28 Temmuz 2012 Cumartesi

Büyümüş de küçülmüş: Big ( 2012 )

photocredits: koreandrama.org

Dikkat! Ergenvari cümleler içerir. Uyarımı baştan yapayım ki gönül rahatlığı ile döşeyeyim bu yazıyı. Elbette kendimi tutacağım bir dereceye kadar ama bu derecenin ölçüsü belirsiz olduğu için nasıl bir içerikle karşı karşıya kalacağınızın garantisini veremiyorum. Eleştirilerinizi bana değil de yukarıdaki fotoğrafta gördüğünüz yumurcak tipli Gong Yoo'ya iletirsiniz artık. Zira ergenvari cümlelerimin çıkış noktası da hedef noktası da bizzat kendisi olacak. Velhasılıkelam, drama tanıtımı yapmak için oturmuş olsam da bilgisayar başına Gong Yoo yazısı çıkma ihtimali yüksek ortaya. Sonucu hep birlikte göreceğiz. 

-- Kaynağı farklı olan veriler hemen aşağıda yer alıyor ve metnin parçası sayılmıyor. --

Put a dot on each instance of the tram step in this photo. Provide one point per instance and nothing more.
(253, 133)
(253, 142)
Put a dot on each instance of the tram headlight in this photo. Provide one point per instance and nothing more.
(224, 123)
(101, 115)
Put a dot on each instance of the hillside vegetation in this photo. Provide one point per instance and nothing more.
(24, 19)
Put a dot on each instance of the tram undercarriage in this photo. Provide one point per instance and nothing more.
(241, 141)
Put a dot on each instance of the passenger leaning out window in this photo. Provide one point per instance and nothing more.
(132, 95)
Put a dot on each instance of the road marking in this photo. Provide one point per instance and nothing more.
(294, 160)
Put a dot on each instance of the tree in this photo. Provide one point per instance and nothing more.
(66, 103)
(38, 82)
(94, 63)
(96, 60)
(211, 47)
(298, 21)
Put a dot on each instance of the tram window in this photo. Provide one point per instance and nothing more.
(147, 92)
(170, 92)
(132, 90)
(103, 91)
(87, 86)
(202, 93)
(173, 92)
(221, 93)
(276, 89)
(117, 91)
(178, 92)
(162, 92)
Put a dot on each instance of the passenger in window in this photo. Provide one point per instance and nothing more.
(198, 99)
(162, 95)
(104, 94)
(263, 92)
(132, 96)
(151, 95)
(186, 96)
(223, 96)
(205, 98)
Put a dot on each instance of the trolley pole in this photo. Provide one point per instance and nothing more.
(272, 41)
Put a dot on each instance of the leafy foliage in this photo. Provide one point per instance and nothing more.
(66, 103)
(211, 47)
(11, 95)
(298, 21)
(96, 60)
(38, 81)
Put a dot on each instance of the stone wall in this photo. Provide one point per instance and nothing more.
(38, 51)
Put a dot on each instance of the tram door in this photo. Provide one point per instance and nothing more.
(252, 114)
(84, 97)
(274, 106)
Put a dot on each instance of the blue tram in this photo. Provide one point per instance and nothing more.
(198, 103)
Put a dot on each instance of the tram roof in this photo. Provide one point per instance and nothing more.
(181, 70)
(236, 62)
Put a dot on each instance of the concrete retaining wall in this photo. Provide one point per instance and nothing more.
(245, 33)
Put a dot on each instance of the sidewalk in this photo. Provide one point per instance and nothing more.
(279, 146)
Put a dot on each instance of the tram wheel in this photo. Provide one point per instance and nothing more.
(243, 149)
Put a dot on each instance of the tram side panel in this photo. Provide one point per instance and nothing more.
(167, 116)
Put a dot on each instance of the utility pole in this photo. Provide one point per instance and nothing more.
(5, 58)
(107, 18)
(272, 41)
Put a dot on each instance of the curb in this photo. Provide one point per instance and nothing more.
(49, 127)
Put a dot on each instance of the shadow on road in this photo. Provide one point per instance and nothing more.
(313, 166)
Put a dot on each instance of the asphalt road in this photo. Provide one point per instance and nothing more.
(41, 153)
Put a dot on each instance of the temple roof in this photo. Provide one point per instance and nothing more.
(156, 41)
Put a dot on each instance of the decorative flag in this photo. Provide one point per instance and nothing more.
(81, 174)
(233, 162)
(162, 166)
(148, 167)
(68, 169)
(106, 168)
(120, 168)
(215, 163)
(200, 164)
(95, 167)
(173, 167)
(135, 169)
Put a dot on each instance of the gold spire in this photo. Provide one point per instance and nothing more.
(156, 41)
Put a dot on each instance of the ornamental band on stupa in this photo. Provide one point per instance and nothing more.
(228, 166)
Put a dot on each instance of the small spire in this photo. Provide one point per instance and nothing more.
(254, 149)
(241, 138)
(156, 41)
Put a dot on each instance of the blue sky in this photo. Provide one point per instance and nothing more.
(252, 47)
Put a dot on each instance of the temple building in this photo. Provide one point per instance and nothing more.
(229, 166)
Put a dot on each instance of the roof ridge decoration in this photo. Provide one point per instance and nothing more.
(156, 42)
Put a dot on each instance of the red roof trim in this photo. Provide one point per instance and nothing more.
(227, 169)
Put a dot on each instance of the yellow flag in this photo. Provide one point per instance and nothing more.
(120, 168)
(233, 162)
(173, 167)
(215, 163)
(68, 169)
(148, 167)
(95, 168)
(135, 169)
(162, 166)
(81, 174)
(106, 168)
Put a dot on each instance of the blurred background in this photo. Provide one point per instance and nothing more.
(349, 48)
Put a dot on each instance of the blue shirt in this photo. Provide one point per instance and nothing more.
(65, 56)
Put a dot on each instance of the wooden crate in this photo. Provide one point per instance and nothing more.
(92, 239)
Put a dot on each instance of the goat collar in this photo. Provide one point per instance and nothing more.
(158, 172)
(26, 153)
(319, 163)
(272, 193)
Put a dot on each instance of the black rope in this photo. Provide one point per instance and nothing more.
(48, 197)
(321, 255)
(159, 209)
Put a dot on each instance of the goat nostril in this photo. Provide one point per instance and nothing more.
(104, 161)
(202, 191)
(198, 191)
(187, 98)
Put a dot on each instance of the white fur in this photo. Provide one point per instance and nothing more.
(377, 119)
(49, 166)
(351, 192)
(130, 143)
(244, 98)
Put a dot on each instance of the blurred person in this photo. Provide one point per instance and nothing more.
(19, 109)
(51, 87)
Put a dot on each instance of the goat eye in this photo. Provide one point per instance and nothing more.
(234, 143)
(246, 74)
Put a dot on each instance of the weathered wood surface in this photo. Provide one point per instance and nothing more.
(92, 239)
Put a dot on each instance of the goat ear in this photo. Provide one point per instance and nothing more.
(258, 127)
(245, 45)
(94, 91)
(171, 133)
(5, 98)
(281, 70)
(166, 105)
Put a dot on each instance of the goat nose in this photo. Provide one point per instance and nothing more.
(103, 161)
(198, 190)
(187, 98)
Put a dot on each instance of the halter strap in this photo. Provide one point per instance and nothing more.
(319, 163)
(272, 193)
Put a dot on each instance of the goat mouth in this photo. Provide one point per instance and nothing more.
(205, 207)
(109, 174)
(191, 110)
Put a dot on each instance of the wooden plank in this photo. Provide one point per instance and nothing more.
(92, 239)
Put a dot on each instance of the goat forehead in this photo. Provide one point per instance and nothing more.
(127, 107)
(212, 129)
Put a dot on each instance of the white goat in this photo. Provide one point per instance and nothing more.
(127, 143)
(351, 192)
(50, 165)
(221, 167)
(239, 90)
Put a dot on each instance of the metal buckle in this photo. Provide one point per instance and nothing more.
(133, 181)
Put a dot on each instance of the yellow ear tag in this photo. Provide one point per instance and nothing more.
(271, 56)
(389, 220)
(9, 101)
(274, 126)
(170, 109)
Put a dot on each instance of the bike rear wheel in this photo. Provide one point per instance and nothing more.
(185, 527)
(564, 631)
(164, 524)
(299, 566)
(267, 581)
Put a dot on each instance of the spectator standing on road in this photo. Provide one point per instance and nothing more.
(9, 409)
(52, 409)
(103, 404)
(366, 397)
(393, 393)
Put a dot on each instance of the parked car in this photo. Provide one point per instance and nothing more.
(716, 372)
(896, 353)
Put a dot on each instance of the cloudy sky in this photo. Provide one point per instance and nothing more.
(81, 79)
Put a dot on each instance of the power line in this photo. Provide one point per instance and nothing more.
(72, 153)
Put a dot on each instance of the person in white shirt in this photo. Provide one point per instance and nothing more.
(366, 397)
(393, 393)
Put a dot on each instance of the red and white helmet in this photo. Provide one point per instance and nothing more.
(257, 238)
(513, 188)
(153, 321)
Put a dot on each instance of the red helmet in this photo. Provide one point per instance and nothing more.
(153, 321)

photocredits: koreandrama.org

Big, bünyesinde fantastik öğeler barındıran, romantik komedi tadında, 2012 yapımı Güney Kore draması olarak tanımlanabilir. K-Drama sevenlerce efsaneleştirilmiş Secret Garden ( Yoksa siz hala seyretmediniz mi? ) dizisi ile mi başladı bu furya bilemiyorum ama emin olduğum bir gerçek var: Son dönem yapımlarda fantastik malzemeler bolca kullanılıyor. Yazarlar senaryoya güzelce yedirdikleri sürece sorun değil benim için diyerek Big tanıtımına geri dönüyorum. Dizi, on sekiz yaşındaki Kang Kyung Joon ( Shin Won Ho ) ve otuz yaşındaki Seo Yoon Jae ( Gong Yoo ) arasında bir kaza sonucu yaşanan ruh değişimini ve bu değişimin karakterlerin hayatına yansımasını anlatıyor. Kulağa eğlenceli gelmiyor mu? On sekiz yaşında bir bedene otuz yaşındaki insanın ruhu giriyor. Otuz yaşındaki bir bedene ise tazecik, körpecik bir ruh giriyor. Aynı ben. Yaş olmuş ... ama ruhum henüz on dört. Fazla mı iyimser oldu bu? Öhöm! Neyse. 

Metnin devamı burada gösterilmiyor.